Wyrokiem z dnia 24 lutego 2022 r. Sąd Okręgowy w Warszawie powództwo oddalił, a kosztami procesu obciążył w całości powoda, pozostawiając szczegółowe rozliczenie tych kosztów referendarzowi sądowemu.

Sąd Okręgowy ustalił następujący stan faktyczny:

J. W. jest działaczką społeczną, samorządową i polityczną, posłanką na Sejm VIII i IX kadencji, Przewodniczącą (...)

(...) S.A. jest telewizją publiczną. W ramach programów informacyjnych emitowała krytyczne reportaże na temat P. A. – byłego prezydenta G.. W mediach i przestrzeni publicznej toczyła się debata na temat rzetelności i staranności programów informacyjnych emitowanych przez powódkę.

W dniu 13 stycznia 2019 r. w G. podczas 27. finału (...) doszło do zamachu na Prezydenta G. P. A., w wyniku którego P. A. zmarł następnego dnia.

W dniu 16 stycznia 2019 r. w portalu (...)pod adresem (...) opublikowany został materiał prasowy, który m.in. zawierał wypowiedź pozwanej, o następującej treści: ,,J. K. musi odejść natychmiast. Ja nie chodzę do (...) od prawie trzech lat i za każdym razem kiedy dziennikarze zapraszają mnie bo cały czas mnie zapraszają chociaż wiedzą, że nie przyjdę, grzecznie odmawiam, ale powiem szczerze, że już mam dosyć dostawania nawet tych informacji dlatego, że zostały przekroczone wszystkie możliwe granic. Prezydent A. został zamordowany właśnie przez szczucie. Szczucie, było tutaj, między innymi z (...)

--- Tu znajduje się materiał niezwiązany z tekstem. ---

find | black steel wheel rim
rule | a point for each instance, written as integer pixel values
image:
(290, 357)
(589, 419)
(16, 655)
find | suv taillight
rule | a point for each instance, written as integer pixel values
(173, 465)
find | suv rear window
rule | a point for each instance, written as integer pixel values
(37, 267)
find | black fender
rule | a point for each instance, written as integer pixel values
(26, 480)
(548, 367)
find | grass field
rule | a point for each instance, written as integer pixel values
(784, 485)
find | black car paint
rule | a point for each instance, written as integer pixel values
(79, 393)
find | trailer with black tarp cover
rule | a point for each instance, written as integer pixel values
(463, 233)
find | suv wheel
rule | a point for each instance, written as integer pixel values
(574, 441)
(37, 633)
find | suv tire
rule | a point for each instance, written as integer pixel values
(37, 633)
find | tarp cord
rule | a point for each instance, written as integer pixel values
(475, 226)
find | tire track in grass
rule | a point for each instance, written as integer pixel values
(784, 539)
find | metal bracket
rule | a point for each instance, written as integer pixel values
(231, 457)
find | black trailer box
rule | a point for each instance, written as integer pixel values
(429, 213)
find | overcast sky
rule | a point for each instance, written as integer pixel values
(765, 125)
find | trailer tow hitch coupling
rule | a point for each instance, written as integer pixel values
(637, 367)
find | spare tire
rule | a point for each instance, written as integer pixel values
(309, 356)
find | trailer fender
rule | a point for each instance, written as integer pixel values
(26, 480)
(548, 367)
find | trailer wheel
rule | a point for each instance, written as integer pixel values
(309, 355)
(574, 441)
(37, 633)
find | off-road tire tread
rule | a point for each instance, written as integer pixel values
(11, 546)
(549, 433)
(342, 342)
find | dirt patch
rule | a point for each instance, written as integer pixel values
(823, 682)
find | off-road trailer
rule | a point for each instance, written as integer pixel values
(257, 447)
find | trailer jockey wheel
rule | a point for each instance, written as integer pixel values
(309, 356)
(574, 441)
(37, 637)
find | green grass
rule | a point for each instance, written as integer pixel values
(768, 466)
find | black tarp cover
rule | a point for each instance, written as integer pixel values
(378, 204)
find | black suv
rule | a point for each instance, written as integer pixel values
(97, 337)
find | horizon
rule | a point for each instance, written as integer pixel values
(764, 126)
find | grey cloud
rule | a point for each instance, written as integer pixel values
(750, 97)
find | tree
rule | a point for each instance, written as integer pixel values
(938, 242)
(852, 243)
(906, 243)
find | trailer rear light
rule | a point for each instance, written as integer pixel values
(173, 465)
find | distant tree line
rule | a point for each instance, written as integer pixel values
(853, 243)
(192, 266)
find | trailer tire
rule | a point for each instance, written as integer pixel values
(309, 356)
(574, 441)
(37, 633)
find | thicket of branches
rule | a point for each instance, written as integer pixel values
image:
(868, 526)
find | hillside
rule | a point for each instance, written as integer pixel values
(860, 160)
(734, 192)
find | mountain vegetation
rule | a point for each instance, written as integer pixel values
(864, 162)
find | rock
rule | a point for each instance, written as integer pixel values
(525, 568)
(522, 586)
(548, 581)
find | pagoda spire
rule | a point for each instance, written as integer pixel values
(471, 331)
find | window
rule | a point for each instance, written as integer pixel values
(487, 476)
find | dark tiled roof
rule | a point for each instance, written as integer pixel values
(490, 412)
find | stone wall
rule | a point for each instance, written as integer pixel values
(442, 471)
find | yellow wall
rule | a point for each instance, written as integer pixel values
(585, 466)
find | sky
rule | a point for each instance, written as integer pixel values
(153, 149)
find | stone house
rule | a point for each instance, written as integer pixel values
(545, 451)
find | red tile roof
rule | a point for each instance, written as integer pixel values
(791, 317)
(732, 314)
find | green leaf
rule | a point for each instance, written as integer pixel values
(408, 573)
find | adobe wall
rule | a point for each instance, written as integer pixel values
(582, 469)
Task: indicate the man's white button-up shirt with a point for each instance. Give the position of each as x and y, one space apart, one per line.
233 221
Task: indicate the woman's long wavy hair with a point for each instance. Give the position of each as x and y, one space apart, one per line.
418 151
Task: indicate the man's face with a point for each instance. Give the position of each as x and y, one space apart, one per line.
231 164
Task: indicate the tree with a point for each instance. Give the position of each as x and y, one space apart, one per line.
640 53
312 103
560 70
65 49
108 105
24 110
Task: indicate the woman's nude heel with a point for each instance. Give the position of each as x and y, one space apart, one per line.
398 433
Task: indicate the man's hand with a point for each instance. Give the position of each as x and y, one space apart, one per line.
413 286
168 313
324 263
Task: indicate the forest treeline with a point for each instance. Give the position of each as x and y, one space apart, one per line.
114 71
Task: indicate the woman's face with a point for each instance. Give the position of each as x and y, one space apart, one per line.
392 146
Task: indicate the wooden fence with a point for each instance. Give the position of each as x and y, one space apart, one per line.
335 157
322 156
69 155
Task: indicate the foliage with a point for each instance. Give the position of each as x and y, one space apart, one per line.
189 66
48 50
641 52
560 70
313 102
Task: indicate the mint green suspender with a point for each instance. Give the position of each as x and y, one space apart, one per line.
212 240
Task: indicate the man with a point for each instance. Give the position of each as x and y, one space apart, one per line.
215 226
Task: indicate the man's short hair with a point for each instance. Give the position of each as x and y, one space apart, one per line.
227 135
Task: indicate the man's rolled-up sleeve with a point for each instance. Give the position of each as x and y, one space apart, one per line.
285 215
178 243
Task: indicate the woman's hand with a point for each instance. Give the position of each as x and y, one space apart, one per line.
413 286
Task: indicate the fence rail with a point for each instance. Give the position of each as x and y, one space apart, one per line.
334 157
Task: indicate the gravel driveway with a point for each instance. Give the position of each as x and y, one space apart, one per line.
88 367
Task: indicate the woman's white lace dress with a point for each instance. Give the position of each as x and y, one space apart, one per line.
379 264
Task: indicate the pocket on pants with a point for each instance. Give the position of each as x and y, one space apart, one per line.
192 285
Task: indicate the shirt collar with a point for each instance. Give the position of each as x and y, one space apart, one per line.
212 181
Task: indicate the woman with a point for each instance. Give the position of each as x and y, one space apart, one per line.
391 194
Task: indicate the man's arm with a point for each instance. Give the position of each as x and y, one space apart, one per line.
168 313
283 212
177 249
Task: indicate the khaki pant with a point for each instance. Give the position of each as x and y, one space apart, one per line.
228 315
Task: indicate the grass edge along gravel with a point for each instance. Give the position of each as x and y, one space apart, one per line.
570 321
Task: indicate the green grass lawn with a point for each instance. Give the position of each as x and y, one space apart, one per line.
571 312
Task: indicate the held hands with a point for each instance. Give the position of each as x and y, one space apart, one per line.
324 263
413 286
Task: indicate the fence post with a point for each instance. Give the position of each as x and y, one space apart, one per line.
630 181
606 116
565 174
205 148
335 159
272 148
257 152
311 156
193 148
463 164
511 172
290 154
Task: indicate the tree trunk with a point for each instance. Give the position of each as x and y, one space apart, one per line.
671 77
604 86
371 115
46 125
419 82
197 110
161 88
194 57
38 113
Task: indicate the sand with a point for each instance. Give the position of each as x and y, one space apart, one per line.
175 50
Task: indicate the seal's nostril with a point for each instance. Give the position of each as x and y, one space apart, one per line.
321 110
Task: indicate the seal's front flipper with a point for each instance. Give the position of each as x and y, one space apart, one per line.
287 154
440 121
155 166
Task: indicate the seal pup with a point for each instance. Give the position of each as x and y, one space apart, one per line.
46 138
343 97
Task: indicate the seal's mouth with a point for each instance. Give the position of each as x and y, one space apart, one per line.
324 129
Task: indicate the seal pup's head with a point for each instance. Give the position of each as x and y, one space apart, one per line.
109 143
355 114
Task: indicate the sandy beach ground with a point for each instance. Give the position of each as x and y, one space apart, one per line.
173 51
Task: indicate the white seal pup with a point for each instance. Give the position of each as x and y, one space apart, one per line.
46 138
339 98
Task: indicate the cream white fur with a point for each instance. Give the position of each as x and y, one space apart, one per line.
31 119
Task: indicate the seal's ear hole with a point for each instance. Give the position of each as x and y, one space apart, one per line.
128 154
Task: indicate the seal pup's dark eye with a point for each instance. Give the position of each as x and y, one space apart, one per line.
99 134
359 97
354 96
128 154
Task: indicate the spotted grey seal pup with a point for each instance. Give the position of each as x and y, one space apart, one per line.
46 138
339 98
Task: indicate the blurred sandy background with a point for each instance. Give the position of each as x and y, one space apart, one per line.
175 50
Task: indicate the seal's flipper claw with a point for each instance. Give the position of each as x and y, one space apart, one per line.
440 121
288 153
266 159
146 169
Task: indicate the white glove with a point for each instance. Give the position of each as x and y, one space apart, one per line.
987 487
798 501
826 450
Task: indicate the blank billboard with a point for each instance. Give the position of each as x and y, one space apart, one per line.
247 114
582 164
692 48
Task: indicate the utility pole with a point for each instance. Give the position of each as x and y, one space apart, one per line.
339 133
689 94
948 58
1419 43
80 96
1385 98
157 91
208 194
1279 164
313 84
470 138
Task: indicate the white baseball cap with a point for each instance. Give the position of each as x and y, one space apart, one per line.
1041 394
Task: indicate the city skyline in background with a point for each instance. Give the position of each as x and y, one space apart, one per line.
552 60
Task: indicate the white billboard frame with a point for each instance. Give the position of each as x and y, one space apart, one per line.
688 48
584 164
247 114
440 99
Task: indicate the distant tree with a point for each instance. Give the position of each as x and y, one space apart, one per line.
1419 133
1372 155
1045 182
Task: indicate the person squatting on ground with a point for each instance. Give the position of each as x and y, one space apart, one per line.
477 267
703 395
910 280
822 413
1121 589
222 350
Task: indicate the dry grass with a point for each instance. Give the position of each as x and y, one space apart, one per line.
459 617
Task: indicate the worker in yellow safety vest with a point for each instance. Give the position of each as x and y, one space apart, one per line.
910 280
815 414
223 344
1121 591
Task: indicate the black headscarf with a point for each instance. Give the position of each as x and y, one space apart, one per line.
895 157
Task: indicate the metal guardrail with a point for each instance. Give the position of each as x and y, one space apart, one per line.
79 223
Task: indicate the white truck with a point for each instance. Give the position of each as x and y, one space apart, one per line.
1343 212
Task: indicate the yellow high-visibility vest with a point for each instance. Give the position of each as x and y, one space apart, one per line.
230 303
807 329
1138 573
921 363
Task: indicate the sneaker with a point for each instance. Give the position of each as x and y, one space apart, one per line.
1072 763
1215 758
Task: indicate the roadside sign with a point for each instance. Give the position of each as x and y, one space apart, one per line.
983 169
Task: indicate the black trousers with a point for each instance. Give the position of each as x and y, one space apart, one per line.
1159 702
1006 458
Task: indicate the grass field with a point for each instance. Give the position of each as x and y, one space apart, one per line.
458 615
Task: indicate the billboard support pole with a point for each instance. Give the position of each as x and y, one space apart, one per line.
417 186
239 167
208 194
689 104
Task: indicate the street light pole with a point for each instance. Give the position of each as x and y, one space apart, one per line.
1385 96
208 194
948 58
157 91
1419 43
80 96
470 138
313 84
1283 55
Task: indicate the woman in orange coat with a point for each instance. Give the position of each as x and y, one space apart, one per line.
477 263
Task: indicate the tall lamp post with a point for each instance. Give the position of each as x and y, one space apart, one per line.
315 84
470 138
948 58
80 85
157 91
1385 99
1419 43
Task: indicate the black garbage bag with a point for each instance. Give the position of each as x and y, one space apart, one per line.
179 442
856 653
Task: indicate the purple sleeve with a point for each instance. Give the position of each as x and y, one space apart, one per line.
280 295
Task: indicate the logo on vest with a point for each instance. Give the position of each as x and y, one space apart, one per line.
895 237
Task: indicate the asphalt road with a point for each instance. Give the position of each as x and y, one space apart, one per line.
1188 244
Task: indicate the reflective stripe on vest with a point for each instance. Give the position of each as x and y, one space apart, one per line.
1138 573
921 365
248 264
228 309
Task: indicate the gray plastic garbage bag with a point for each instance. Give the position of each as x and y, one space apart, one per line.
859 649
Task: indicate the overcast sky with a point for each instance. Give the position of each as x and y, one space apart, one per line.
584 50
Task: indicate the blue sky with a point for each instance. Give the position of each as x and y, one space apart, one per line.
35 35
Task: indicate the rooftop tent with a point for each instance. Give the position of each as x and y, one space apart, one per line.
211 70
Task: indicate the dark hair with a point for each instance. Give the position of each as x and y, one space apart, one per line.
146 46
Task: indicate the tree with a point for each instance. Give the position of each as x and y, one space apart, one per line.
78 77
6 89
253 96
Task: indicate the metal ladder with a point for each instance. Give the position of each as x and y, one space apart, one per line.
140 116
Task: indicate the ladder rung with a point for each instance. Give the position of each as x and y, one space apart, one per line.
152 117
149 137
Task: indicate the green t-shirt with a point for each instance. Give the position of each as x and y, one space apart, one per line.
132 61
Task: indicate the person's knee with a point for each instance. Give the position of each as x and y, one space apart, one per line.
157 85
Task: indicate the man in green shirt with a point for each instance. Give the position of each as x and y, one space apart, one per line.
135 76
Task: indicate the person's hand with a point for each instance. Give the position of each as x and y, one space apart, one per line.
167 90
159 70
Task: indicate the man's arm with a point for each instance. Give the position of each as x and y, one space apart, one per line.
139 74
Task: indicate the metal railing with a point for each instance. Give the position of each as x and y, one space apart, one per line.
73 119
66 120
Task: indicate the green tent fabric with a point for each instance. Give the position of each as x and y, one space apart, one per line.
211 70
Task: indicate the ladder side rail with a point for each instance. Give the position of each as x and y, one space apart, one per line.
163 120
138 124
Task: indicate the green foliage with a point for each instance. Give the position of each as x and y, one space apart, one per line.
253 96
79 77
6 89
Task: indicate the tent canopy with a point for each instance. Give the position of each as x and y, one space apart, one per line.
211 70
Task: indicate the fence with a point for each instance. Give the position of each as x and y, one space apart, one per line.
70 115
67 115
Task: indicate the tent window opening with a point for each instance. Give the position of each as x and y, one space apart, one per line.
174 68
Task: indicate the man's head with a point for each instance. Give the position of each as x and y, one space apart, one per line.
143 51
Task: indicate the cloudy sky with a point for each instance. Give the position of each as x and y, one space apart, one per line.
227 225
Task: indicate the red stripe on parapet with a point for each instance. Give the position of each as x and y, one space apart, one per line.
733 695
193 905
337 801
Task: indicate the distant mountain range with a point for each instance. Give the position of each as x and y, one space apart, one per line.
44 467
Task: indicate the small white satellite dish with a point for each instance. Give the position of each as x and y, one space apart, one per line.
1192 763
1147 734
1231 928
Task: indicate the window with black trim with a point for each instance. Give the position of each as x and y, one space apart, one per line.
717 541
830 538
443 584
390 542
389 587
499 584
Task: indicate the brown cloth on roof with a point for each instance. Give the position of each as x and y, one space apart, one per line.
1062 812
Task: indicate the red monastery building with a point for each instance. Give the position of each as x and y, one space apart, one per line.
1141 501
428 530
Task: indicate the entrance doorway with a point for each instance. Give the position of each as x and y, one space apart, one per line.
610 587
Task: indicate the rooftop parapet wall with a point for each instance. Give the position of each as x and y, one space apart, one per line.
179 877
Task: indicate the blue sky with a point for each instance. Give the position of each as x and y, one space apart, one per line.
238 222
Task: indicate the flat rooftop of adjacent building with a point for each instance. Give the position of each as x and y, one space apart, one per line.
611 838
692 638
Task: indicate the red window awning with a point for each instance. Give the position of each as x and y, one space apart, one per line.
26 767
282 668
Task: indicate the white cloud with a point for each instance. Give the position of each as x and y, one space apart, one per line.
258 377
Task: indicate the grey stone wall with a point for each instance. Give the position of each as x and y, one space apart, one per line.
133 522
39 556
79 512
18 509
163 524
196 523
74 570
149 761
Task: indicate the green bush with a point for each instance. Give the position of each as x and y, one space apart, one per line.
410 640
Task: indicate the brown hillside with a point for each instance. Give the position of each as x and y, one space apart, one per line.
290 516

Zacytowana powyżej wypowiedź została zarejestrowana w trakcie trwającego – w dniu 16 stycznia 2019 r. – pod siedzibą (...) protestu, który odbywał się pod hasłem: (...) i którego uczestniczką była pozwana.

Sąd I instancji uznał, iż powództwo nie zasługiwało na uwzględnienie. W uzasadnieniu przywołane zostały przepisy art. 23 k.c., art. 24 § 1 k.c., art. 448 k.c. Nie ulegało wątpliwości, zdaniem Sądu Okręgowego, że oprócz wartości wymienionych w art. 23 k.c., ochronie podlega też dobre imię, którego ochrony domagała się powódka , a ochrona czci i dobrego imienia rozciąga się na wszystkie dziedziny życia, w tym sprawy osobiste, zawodowe i społeczne. Naruszenie to może przybrać dwojaką postać: albo rozpowszechniania nieprawdziwych informacji bądź też formułowanie ocen, które nie mieszczą się w granicach dopuszczalnej krytyki, czyli takiej, która nie znajduje podstawy w obiektywnych faktach. Naruszenie dobrego imienia polega na pomówieniu o takie postępowanie lub właściwości, które mogą poniżyć tę osobę w opinii publicznej lub narazić na utratę zaufania potrzebnego dla danego stanowiska, zawodu lub rodzaju działalności.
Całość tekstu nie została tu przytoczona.